Median (gradient descent): 2.0500001907348633
True median: 2.0


## Log-Space L2 Loss → Geometric Mean

Cost function:
J(u) = sum (log x_i - log u)^2


In [11]:
u = torch.tensor(1.0, requires_grad=True)
optimizer = torch.optim.SGD([u], lr=0.1)

for _ in range(300):
    optimizer.zero_grad()
    loss = torch.sum((torch.log(x) - torch.log(u))**2)
    loss.backward()
    optimizer.step()

print("Geometric mean (gradient descent):", u.item())
print("True geometric mean:", torch.exp(torch.mean(torch.log(x))).item())

Geometric mean (gradient descent): 2.8284261226654053
True geometric mean: 2.8284270763397217


## Reciprocal-Space L2 Loss → Harmonic Mean

Cost function:
J(u) = sum (1/x_i - 1/u)^2

In [12]:
u = torch.tensor(1.0, requires_grad=True)
optimizer = torch.optim.SGD([u], lr=0.5)

for _ in range(400):
    optimizer.zero_grad()
    loss = torch.sum((1/x - 1/u)**2)
    loss.backward()
    optimizer.step()

print("Harmonic mean (gradient descent):", u.item())
print("True harmonic mean:", len(x) / torch.sum(1/x).item())


Harmonic mean (gradient descent): 2.133333921432495
True harmonic mean: 2.1333333333333333


## Comparison of Optimal Points


In [13]:
means = {
    "Arithmetic Mean (L2)": x.mean().item(),
    "Median (L1)": x.median().item(),
    "Geometric Mean": torch.exp(torch.mean(torch.log(x))).item(),
    "Harmonic Mean": len(x) / torch.sum(1/x).item()
}

for k, v in means.items():
    print(f"{k}: {v}")


Arithmetic Mean (L2): 3.75
Median (L1): 2.0
Geometric Mean: 2.8284270763397217
Harmonic Mean: 2.1333333333333333


## Conclusion

This experiment shows that the optimal solution of an optimization problem depends entirely
on the chosen cost function.

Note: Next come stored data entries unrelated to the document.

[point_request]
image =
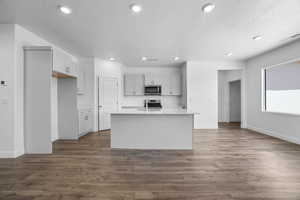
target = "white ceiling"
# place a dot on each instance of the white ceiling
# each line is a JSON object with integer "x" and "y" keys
{"x": 165, "y": 28}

Different losses emphasize different aspects of the data, leading
to different “best” points even when the dataset is fixed.

Optimization is therefore not only about data — it is about what you choose to penalize, and this speaks to the variability we see with different uses of functions.